LSL’s share of profits after tax in Pivotal Growth came to £100,000, which compares to a loss of £400,000 last year.
The underlying profit for the division came to £4.8m, a rise from £3.9m in the same period last year.
Estate agency division revenue stable
Within LSL’s estate agency franchising division, it said it had completed two years of trading a fully franchised model for its estate agency business.
The firm said its strategic focus was on “further enhancing our franchising expertise to bring on new partners, expanding our geographic reach, and developing our services for franchisees”.
The revenue for the division came to £13m, in line with last year, and the total number of exchanges was 17% above 2024.

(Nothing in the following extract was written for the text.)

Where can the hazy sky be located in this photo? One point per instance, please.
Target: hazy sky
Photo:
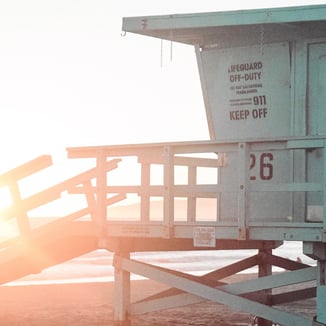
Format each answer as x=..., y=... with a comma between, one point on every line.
x=68, y=78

It added that franchisees continued to grow, with three lettings book acquisitions, bringing over 600 properties to the lettings portfolio in the first half of the year.
Underlying profit came to £3.2m, up from £3.1m last year, and the number of properties under franchises’ management stayed stable at around 37,246.
Surveying and valuation division revenue up 9% YOY
The LSL surveying and valuation division’s revenue rose 9% year-on-year to £53.2m, reflecting a 7% increase in jobs performed and a 2% increase in income per job.
The firm said the division reflected the “benefit of contract extensions with improved terms as well as operational efficiency across the division”.
Asset management review stayed flat at £2.6m, while surveying operating profit fell to £10.7m from £11.7m last year.
The latter was attributed to “normalised surveyor incentives and investment in our data strategy”.
The firm’s market share of physical and remote valuation instructions was 37%.
LSL group profit before tax rises to £11.3m
Overall, the group profit before tax came to £11.3m, which is slightly down from £13.8m in the same period last year.
Group revenue came to £89.7m, a rise from £85.4m in the first half of last year.
Adam Castleton, group chief executive of LSL, said: “We made positive progress in the first half of 2025, delivering revenue and profit growth, while maintaining operating margin at its highest level for 15 years. We delivered structurally higher ROCE of over 30%, well above historical levels.
“LSL is a well-positioned business, as our three divisions add value at all key points in the UK’s property and mortgage lending ecosystem. We have a capital-light B2B platform for UK residential property market services.
“My focus is on empowering our teams, capturing further operational improvements in each division, and seizing the opportunity to leverage more of the group’s collective strengths. Combined, these should deliver enhanced margins and greater returns for shareholders.
“It is early days in my tenure as CEO, and I am excited about the growth opportunities open to us as a group. With 2025 on track, we are looking ahead with renewed ambition and confidence about our future.”